PMI admissions surge 17% above pre-COVID levels as NHS waits top seven million

Insurance-funded care increasingly filling the treatment gap left by persistent backlogs

PMI admissions surge 17% above pre-COVID levels as NHS waits top seven million

Life & Health

By Kenneth Araullo

Insurance-funded private hospital admissions in the UK reached a new high in the first half of 2025, although the pace of growth appears to be easing, according to new analysis from Broadstone.

The trend could provide some relief for employers that have seen rising costs for private medical insurance (PMI) benefits in recent years.
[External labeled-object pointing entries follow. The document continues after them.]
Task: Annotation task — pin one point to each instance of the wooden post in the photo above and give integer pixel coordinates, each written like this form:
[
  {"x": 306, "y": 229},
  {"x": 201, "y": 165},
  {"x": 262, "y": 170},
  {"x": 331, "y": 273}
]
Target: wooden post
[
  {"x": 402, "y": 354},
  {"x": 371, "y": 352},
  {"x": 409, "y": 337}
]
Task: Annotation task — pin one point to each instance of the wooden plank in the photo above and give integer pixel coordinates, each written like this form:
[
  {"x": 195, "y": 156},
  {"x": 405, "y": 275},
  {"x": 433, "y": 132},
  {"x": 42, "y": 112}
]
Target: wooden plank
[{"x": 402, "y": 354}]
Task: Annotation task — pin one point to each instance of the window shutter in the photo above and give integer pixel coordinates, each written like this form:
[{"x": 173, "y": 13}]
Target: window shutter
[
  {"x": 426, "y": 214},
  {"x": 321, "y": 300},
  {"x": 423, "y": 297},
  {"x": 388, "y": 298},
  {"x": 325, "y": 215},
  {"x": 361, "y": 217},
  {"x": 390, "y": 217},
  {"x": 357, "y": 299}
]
Broadstone’s review of the latest Private Healthcare Information Network (PHIN) data shows that there were 338,000 admissions funded by PMI in the first six months of 2025. This was slightly higher than the 336,000 PMI-funded treatments recorded in the same period of 2024 and represents the highest level of first-half admissions on record.

Compared with pre-pandemic activity, PMI-funded admissions have risen by nearly a fifth, up 17% from 290,000 in the first half of 2019. Broadstone said the sustained increase since COVID-19 reflects a structural shift in how patients are accessing treatment through employer- and individually-funded cover.

In the same period, NHS waiting lists have continued to grow, from 4.24 million in March 2020 to 7.37 million as of June 2025. While numbers appear to have peaked at around 7.4 million, progress in cutting the backlog has been limited and disrupted by industrial action, constraining the NHS recovery plan.

Meanwhile, broader PHIN figures for the first quarter indicate that this pressure is playing out differently across the country, with regional gaps opening up in private provision.

Scotland and Northern Ireland recorded increases in total private admissions, and insurance-backed activity rose 10% and 5.2% respectively, while England and Wales saw modest falls, including a 4.5% decline in the South East that offset growth in the Midlands.

PMI-funded admissions and claims inflation

The slowdown in PMI-funded admissions over the past year suggests that claims inflation may now be cooling, according to Brett Hill (pictured above), head of health and protection at Broadstone.

“The rapid and sustained growth in PMI-funded admissions since the pandemic is a clear signal of how dramatically healthcare demand has shifted,” Hill said. “As the NHS continues to face significant strain, Private Medical Insurance has increasingly stepped in to bridge the gap – ensuring people can access timely diagnoses and treatment that would otherwise be delayed.”

Those trends sit alongside 241,000 private health admissions in Q1 and an NHS waiting list that climbed to 7.40 million people in July, up from 7.37 million in June.

Market participants say the combination of elevated public waiting times and steady, insurance-backed throughput is shaping employer decisions on health and wellbeing strategies, with PMI increasingly used to support access to treatment in regions where delays are most acute.

Hill said PMI has become part of the way employers manage health risks in their workforce. “PMI-funded health services are now critical to both the resilience of the nation’s healthcare system and the wellbeing of the workforce. It enables faster treatment of conditions before they become more complex, costly and time-consuming,” he said.

“This is why, alongside its contribution to the wider NHS, PMI represents one of the most valuable investments a business can make to keep their people healthy and productive.”

“However, in recent years many employers have seen benefit costs increase, as a surge in claims by employees who cannot access NHS services has driven up premiums at renewal,” Hill said. “While self-pay admissions have been plateauing for a while, this year’s slowdown in PMI-funded admissions is a welcome sign that claims inflation is beginning to cool.

“This should help to alleviate some of the upward premium pressure that employers have been feeling, and allow them to refocus on expanding the provision of health benefits across their workforce.”